Гарька делает удивленное лицо и не без пафоса отвечает:
- Странный вопрос! Я занимаюсь. Экзамены ведь скоро.
- Ну вот что, - решительно пресекает эту речь Синюхина, - давай без фокусов! Чего натворил? Почему нос боишься на улицу высунуть? И не смей врать! Все равно узнаю, так уж лучше сам отвечай.
Гарька хорошо знает материнский нрав и нисколько не сомневается, что-что, а дознаться она дознается. И тогда будет правда хуже. Пошмыгав носом, суетливо порыскав глазами из угла в угол, он начинает: Игорь смылся с урока. Классная послала его найти. Он и нашел... - и так далее со всеми подробностями рассказывает Гарька.
Когда рассказ доходит до половины - до пол-литровой бутылки и красных чернил, - Гарька замечает, что мать слушает без одобрения, но с интересом. Это подбадривает, он подпускает слезу в голос:
- Не стал бы я его красить, сам виноват, по шее мне тогда врезал - я без памяти свалился. А за что? Ведь правду сказал...
- Какую еще правду? - строго спрашивает Варвара Филипповна.
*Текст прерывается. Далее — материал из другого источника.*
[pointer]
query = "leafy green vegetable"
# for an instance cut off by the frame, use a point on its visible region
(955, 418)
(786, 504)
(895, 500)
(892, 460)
- Ирку его прекрасную обозвал, чтобы не врал про нас...
- Про кого это?
- И про тебя, и про меня.
Как ни странно, но последние слова Синюхина пропускает мимо ушей, ее, должно быть, совершенно не интересует, что может говорить Игорь о ней, о ее сыне. Она спрашивает:
- А он знает, кто его покрасил?
- Догадывается. Но свидетелей нет...
- Учительнице он сказал? Может, Белле Борисовне?
- Кто его знает... мог и сказать, а мог и не сказать.
- Или дождик, или снег, или будет, или нет! Ничего ты не соображаешь. И чего он тебе по второму разу шею не накостылял? Знал бы, чья работа, ходить тебе битому... - И после довольно продолжительного молчания говорит: - Сходи-ка ты к Петелиным - за книжкой или еще за чем - и погляди, какой у тебя разговор с Игорем выйдет, что в доме у них, погляди... И нос не вороти. В доме при Вавасике, при матери он тебя не тронет.
- Игорь три дня как в школе не был, может, болеет, - сказал Гарька. Чего я припрусь...
- Болеет? Вот и хорошо: бери в холодильнике апельсин и ступай проведать товарища. Синюхины обид не помнят и зла на соседей не держат.
Домой Гарька возвращается через полчаса и сразу же докладывает матери:
- А он, оказывается, и не больной совсем. Говорит: дома лучше к экзаменам готовиться, больше за день успеть можно... Только он чего-то крутит...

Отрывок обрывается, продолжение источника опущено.